Noncontrast CT has very low sensitivity and MRI will miss approximately one in five patients with stroke if imaging is obtained early after symptom onset. The evidence does not support neuroimaging as the only tool for ruling out stroke and other central causes in patients with acute dizziness or vertigo presenting to the ED.
急诊科(ED)出现急性眩晕或头晕的患者具有诊断挑战性。神经影像学具有不同的适应证和结果。我们旨在对神经影像学在急性眩晕或头晕患者中的诊断准确性进行系统评价和荟萃分析。
根据患者干预对照结局(PICO)问题设计电子搜索-(P)成人急性眩晕或头晕就诊于 ED;(I)神经影像学包括计算机断层扫描(CT)、CT 血管造影(CTA)、磁共振成像(MRI)、磁共振血管造影(MRA)和超声(US);(C)MRI/临床标准;和(O)中枢性病因(中风、出血、肿瘤等)与症状的周围性病因。文章由两人独立评估。遵循系统评价和荟萃分析的首选报告项目(PRISMA)指南。使用推荐评估、制定和评价(GRADE)对汇总估计的证据确定性进行评估。

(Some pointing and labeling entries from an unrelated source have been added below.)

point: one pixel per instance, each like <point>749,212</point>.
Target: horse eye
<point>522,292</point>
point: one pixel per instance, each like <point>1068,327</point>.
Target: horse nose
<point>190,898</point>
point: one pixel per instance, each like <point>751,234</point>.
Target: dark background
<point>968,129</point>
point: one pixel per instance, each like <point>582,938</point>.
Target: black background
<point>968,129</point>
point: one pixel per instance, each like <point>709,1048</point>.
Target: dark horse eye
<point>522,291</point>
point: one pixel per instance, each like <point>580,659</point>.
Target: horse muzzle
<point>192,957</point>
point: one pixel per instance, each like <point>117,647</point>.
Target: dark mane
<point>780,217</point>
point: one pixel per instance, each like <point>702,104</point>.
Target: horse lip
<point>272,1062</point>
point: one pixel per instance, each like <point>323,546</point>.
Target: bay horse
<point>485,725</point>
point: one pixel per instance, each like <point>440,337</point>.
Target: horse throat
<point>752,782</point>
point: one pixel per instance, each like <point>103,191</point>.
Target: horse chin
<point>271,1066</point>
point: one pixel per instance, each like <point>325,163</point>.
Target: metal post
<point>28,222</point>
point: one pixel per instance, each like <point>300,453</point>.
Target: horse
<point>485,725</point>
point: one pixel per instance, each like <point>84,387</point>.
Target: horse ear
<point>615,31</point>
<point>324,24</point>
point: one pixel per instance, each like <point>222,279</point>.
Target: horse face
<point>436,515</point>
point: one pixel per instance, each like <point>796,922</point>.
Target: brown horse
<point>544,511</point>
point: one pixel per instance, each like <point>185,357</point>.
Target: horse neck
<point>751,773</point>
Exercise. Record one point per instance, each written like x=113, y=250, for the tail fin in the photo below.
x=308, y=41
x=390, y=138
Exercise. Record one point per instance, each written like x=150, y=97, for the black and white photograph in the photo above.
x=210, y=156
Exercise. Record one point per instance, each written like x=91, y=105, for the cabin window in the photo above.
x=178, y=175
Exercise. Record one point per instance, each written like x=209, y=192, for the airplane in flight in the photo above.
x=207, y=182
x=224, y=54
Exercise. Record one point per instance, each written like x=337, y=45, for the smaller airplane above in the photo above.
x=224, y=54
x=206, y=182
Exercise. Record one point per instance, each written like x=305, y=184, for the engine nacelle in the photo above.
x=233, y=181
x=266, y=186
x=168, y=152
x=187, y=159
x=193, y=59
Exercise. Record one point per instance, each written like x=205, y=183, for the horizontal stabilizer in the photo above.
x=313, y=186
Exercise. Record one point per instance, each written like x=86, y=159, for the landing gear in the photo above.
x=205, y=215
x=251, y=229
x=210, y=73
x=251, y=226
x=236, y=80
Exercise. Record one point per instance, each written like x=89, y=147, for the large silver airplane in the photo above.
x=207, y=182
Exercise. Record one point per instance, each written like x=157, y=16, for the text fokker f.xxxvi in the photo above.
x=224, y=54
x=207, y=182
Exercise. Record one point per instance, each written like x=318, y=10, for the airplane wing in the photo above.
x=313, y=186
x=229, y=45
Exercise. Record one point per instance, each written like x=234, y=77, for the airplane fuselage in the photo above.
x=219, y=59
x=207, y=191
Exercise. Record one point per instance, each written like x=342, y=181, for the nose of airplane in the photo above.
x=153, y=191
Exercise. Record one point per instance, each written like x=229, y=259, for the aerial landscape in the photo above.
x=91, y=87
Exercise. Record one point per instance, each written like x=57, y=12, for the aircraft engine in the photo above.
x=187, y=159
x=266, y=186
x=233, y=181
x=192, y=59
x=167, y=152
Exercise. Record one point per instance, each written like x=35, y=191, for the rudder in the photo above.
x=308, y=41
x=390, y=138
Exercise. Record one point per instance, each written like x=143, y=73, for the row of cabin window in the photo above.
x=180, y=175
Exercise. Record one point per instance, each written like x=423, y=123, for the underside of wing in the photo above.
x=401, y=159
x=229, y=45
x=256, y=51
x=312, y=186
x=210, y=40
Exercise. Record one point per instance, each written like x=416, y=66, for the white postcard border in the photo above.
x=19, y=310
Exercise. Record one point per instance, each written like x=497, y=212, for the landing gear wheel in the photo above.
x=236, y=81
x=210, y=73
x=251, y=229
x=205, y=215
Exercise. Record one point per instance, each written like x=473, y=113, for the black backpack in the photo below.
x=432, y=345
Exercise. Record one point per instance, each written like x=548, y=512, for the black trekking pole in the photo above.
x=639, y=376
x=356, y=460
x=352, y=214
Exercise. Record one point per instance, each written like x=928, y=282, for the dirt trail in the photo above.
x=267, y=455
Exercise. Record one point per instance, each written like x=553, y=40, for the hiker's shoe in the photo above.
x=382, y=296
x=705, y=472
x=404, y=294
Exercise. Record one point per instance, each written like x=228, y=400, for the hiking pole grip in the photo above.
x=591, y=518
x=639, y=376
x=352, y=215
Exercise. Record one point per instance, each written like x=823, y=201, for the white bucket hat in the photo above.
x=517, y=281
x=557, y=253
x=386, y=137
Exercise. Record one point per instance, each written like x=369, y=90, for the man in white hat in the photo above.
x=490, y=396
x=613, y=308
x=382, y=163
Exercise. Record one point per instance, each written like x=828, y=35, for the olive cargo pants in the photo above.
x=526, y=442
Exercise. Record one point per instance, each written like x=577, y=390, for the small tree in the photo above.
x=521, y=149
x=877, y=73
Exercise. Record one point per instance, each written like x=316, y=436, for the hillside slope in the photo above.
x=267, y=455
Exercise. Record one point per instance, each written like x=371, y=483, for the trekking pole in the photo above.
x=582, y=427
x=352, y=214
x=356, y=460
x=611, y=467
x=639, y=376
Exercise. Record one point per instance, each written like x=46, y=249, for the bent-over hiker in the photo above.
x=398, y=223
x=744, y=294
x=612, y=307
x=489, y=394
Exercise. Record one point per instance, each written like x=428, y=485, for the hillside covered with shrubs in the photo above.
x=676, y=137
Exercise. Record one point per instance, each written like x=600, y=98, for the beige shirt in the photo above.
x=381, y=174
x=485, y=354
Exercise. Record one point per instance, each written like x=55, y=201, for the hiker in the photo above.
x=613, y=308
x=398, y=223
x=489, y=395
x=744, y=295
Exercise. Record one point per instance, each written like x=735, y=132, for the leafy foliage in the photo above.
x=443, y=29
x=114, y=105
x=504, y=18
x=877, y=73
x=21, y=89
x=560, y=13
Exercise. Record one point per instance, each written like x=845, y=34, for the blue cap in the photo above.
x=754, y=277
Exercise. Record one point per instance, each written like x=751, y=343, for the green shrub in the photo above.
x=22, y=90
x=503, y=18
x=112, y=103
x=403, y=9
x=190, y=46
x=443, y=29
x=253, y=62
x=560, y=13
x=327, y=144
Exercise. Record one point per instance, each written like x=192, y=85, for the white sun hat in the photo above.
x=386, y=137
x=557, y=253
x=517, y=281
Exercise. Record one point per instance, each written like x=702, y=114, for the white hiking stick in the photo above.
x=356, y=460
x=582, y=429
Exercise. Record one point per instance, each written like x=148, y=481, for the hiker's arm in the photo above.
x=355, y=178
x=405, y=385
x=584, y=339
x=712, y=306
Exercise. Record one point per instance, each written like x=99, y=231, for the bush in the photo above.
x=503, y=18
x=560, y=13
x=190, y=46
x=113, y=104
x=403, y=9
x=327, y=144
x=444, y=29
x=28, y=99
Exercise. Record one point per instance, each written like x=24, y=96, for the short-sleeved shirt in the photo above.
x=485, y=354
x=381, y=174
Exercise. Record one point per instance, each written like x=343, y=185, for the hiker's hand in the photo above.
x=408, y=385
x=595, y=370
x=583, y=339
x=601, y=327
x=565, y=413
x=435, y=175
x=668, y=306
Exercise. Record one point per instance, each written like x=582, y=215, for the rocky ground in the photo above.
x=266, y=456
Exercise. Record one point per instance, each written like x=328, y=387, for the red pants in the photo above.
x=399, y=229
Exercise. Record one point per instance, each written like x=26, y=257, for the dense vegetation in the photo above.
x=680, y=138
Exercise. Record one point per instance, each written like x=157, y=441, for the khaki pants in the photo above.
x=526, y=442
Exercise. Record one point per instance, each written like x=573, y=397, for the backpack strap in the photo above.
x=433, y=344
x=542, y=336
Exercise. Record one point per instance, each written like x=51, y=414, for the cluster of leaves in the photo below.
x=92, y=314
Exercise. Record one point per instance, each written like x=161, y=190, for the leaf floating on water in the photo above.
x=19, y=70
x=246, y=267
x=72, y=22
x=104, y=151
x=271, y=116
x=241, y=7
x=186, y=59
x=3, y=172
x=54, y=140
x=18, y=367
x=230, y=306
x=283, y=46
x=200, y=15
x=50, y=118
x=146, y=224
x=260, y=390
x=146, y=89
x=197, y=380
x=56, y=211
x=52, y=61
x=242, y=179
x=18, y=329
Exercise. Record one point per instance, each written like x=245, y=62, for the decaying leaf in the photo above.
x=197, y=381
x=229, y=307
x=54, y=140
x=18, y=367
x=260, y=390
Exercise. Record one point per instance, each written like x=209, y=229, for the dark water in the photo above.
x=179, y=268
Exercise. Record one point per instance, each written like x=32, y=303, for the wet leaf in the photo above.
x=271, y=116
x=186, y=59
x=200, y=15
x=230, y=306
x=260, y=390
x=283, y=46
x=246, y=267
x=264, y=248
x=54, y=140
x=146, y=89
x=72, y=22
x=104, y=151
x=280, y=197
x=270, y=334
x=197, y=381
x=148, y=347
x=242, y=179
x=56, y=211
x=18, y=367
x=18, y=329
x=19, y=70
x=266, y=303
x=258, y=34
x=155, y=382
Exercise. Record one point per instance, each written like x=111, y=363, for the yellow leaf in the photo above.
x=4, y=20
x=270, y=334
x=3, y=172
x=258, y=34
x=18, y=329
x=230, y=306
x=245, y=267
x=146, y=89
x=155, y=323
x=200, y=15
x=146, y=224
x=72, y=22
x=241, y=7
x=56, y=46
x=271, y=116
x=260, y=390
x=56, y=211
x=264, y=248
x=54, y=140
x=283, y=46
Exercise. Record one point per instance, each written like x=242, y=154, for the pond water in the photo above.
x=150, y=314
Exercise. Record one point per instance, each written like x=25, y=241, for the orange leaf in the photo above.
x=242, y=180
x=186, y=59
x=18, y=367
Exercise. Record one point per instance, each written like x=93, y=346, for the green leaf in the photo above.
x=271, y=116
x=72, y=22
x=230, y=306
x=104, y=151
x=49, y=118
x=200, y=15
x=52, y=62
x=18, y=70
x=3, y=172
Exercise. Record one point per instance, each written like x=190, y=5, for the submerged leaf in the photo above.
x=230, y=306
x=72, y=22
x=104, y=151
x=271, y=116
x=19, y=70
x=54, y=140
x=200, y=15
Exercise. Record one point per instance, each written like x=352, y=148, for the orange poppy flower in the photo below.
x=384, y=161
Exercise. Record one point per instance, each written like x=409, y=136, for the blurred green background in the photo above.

我们纳入了报告诊断准确性的研究。从 6309 个标题中,检索到 460 篇文章,其中 12 篇被纳入:非对比 CT 扫描-6 项研究,771 例患者,汇总敏感性 28.5%(95%CI 14.4%-48.5%,中等确定性)和特异性 98.9%(95%CI 93.4%-99.8%,中等确定性);MRI-5 项研究,943 例患者,敏感性 79.8%(95%CI 71.4%-86.2%,高确定性)和特异性 98.8%(95%CI 96.2%-100%,高确定性);CTA-1 项研究,153 例患者,敏感性 14.3%(95%CI 1.8%-42.8%)和特异性 97.7%(95%CI 93.8%-99.6%),CT 对中枢性病因的敏感性高于 CTA(21.4%和 14.3%);MRA-1 项研究,24 例患者,敏感性 60.0%(95%CI 26.2%-87.8%)和特异性 92.9%(95%CI 66.1%-99.8%);US-3 项研究,258 例患者,敏感性范围为 30%-53.6%,特异性范围为 94.9%-100%。
非对比 CT 的敏感性非常低,如果在症状发作后早期进行影像学检查,MRI 将错过大约五分之一的中风患者。证据不支持神经影像学作为 ED 出现急性头晕或眩晕患者排除中风和其他中枢性病因的唯一工具。